Investigation of Electrode Location to Improve the Accuracy of Wearable Hand Exoskeleton Trainer Based on Electromyography

Abstract

EMG signal has a random and stochastic characteristics, so it is difficult to predict the amplitude. Furthermore, the EMG signal depends on the electrodes location. Therefore, a proper muscle selection determines the system's accuracy value. The purpose of this study was to investigate the exact location of the electrodes to improve the accuracy of the wearable hand exoskeleton trainer based on electromyography (EMG) signal control. The main advantage of the results of this study is that the most dominant muscle was found in the development of a wearable hand exoskeleton based on an EMG signal threshold. Therefore, the model can be controlled using a single electrode pair which can further be applied using a low-cost microcontroller. In this study, ten respondents were involved in the data acquisition.

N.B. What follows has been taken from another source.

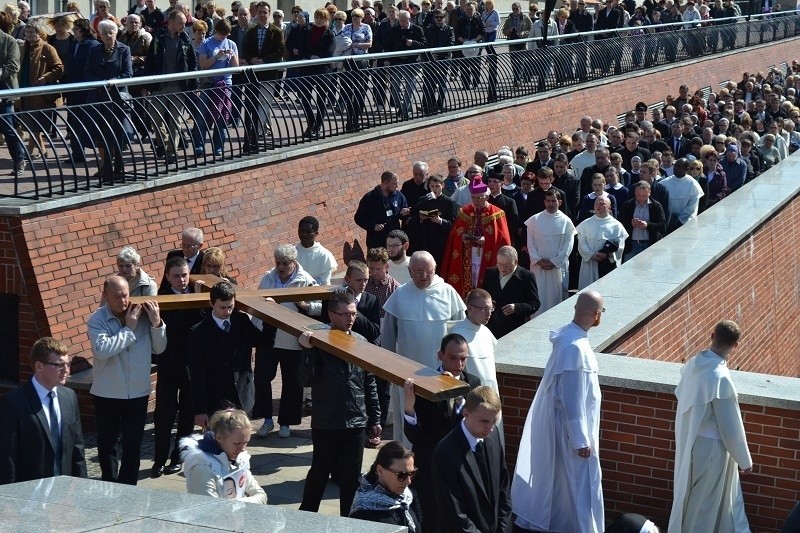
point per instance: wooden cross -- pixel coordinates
(390, 366)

The discovery of the dominant muscle was carried out by investigating the dominant EMG signal in three muscles (Abductor pollicis longus, extensor digitorum) that plays a role in the open and close movements of the hand exoskeleton. Dry electrode was used to detect EMG signal activity on the skin surface. The EMG signal was then extracted using the root mean square (RMS) feature. After the evaluation, the results showed that the flexor digitorum superficialis muscle in the rest position produced higher accuracy value than the other muscles, which was 96.63±0.67%. In the implementation, the product of this research can be applied for rehabilitation steps in post-stroke patients which is carried out either in a medical rehabilitation unit or at home independently.